Mr. Bottan, the baby boomer in Boston, offers a different perspective. “I have never, ever liked shopping,” he says. “Going to the mall, looking for this or that, I hate that with a passion.” So for him, ordering online for home delivery is something of a relief.

But even he waxes poetic over the hours he’s spent in bookstores like Barnes & Noble. “You have a Starbucks there. You can browse,” he says. “You can go with your kids and read a book. They’re not selling a book; they’re selling an experience.”

***

Mx. Salvatore of Brooklyn, the writer who buys and sells almost exclusively online, sells artsy homemade picture frames at Duskshaped. But they (Mx. Salvatore identifies as nonbinary) dream of opening a physical shop in the future, a place where shoppers can linger and browse. 

Online retailers “put all those algorithms in place to try to show you things that you wouldn’t have discovered otherwise,” they say. “But I don’t think it compares to the experience of walking into a store and seeing things you wouldn’t have seen otherwise.”  

Ann Hermes/Staff
“I don’t think [online shopping] compares to the experience of walking into a store and seeing things you wouldn’t have seen otherwise.” – Cara Salvatore, online entrepreneur

That’s hardly an old-fashioned view. One of the myths in retail is that because younger customers are comfortable with digital technologies, they’re less interested in shopping in person. In fact, researchers have found that by a wide margin both millennials and the generation born after 1995 prefer brick-and-mortar shopping to buying online.
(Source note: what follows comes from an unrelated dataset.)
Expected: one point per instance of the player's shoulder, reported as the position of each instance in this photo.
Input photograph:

“I’m not really buying into” online grocery shopping, says Mr. Upton, the software engineer. “There’s something very tactile about food, to see what you’re eating.”
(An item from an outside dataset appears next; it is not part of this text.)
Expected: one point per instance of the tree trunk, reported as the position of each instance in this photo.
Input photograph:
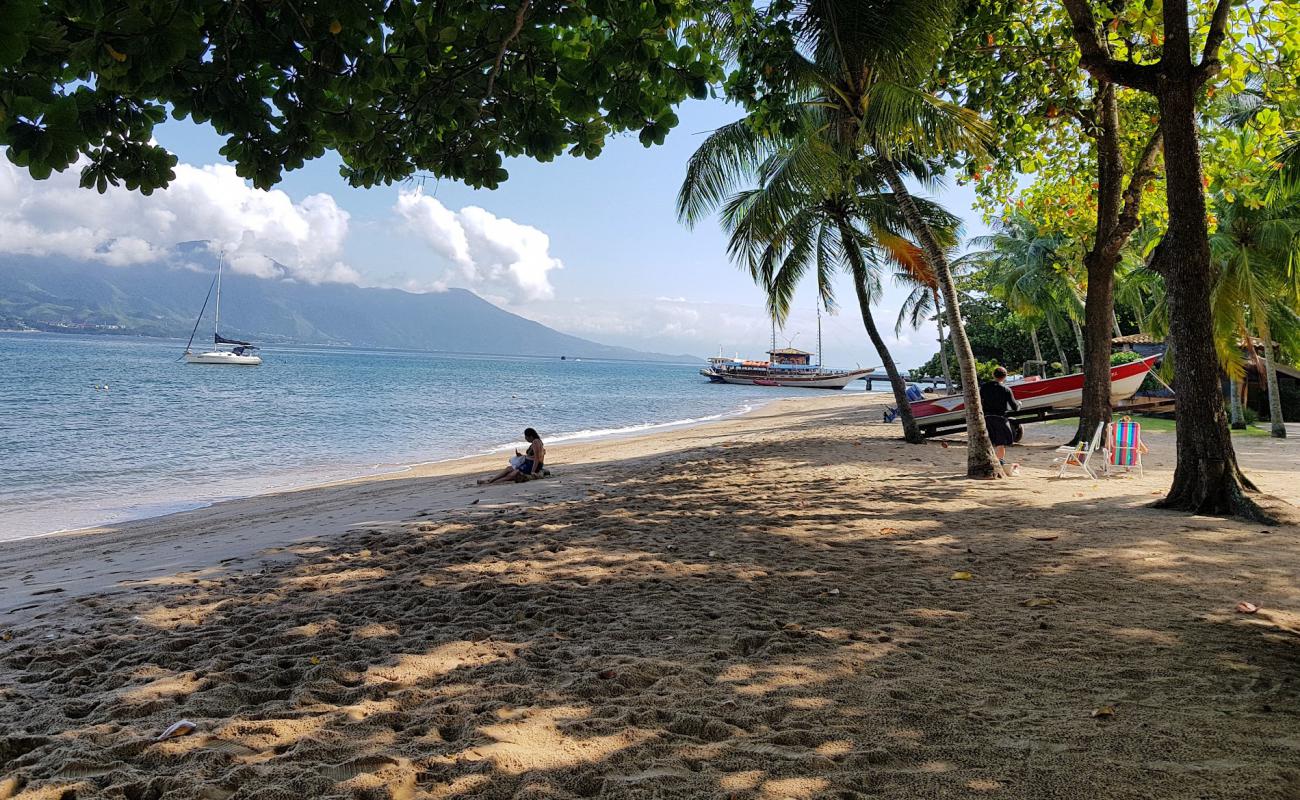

It’s perhaps the melding of physical and online shopping – the hybrid or multichannel category – that could spur some of the biggest retail innovations over the next few years. 

For most of history, people could only shop one way: in a physical location. In the 1870s, Montgomery Ward introduced catalog shopping to the general public, a novelty made possible by the crisscrossing of railroads across the continent. In the 1990s, e-commerce emerged on the back of the internet, a technology seeded by military research dollars. 
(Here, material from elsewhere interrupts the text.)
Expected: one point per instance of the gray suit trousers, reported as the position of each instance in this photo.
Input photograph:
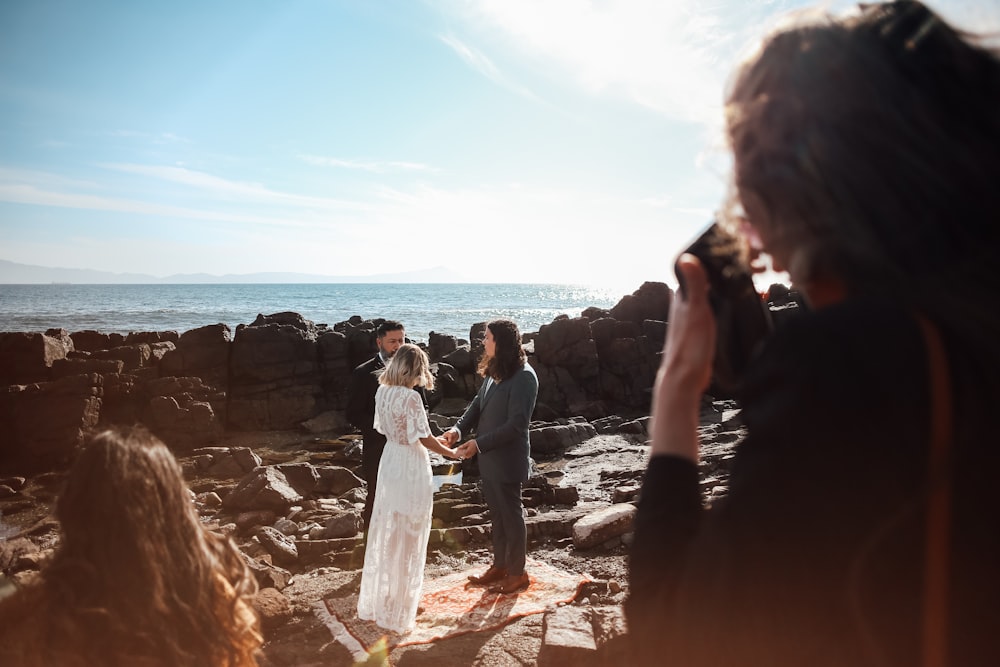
(507, 515)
Now in the pandemic era, retailers like Target are working on making ordering online and picking up at the store a seamless process. And that could be just the start. Other hybrid models will emerge, especially as retailers wring delays out of the system, says Kirthi Kalyanam, executive director of the Retail Management Institute at Santa Clara University in California.

Amazon, which already provides free two-day delivery to Prime members, now offers one-day delivery nationwide for a fee and same-day delivery on select items in several cities. Its Amazon Fresh grocery service lets shoppers pick a two- to three-hour time slot for delivery.

Jason Redmond/Reuters
A woman walks through an Amazon Go Grocery store in Seattle, Feb. 21, 2020. Amazon has opened several convenience stores using an app and cashierless technology.

Yummy, a hybrid grocer in Los Angeles, is going one better. It now offers to deliver groceries to select LA neighborhoods and suburbs within 30 minutes of an online order. The fee is $6.99 for a minimum order of $14.99 – or free if you spend $125 or more. And in China, several delivery companies are also moving to 30-minute delivery for online orders, says Mr. Parekh.

Stores will increasingly become places to showcase products rather than to stock inventory, says Mr. Kalyanam. Online retailers will re-create their online persona in a physical space: Think Apple stores or Lululemon. And consumers will have multiple ways to buy their goods. Stores might not even carry inventory, but promise to deliver your purchase from a nearby warehouse in a half-hour.

“Fast forward three or four years, you’re going to have ... five, six different big, familiar ways of shopping,” says Mr. Kalyanam. “Shopping as fun will come back, and bricks-and-mortar will be stronger than ever before for shopping as fun.”